Research paper topics
Finding a research paper topic that will interest you, one that is worth your time to investigate and one for which you will have the necessary time and materials, is an extremely important step in writing the research paper. You need not be familiar with a subject before doing research on it, but you should have some interest in the general area it involves because you will be working with that subject for a long period of time.
When the general subject is not assigned by your instructor, you can usually find one by examining your own interests, your background, or the other courses you are studying. There are other considerations that will limit the possibilities from which you may choose.
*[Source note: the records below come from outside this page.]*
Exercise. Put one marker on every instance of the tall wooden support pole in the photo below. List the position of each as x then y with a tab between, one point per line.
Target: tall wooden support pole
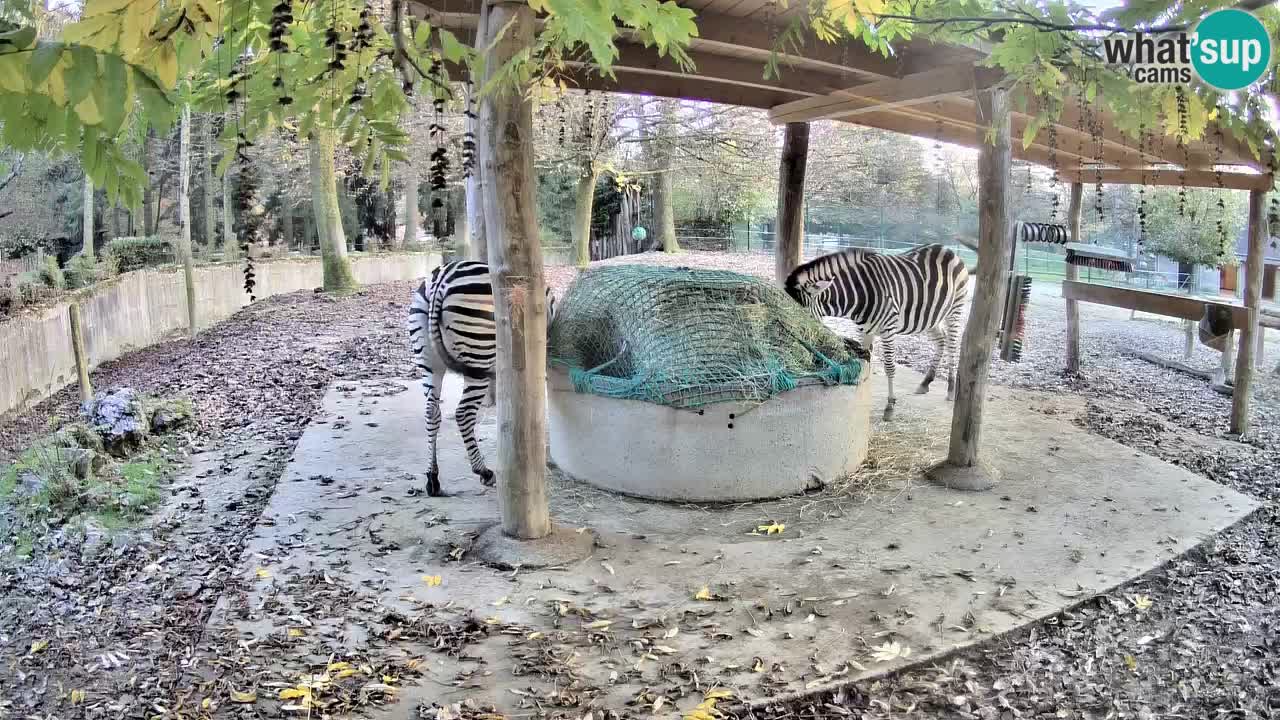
1073	309
789	251
78	350
960	470
516	269
1252	301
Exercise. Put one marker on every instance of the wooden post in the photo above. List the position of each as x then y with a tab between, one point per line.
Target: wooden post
516	269
78	350
960	469
789	251
1073	309
1252	301
479	244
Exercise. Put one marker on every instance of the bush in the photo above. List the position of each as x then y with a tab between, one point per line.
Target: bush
137	253
83	272
51	274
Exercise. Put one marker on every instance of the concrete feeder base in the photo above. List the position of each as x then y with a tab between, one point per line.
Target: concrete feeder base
730	451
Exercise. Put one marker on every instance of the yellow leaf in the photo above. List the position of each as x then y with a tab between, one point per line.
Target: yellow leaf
291	693
243	697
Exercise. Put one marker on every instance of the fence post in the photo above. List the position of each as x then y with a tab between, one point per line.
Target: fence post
78	349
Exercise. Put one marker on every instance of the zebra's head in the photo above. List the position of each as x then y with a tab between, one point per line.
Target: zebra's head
809	290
Your choice of a suitable subject for investigation will often be determined by whether or not you are interested in reading or investigating-and consequently analyzing-the original material directly and therefore working with primary sources or whether you are interested in investigating what others have said about your subject and therefore working with secondary sources. The usual college assign merit involves the latter. Your choice will be determined further when you eliminate unsuitable subjects. Some subjects are not worth investigating; they are too trivial, merely factual, or obviously routine. Others are often too new or current for conclusive study; a research paper must be factual, not conjectural, and must therefore be based on a variety of dependable sources. The availability of resource materials will vary somewhat with time and locale, so you must know your area and your library. And finally, some subjects have never been suitable for research: a biography summarized from secondary sources, the entire history of anything, or any subject that you will investigate with a closed mind.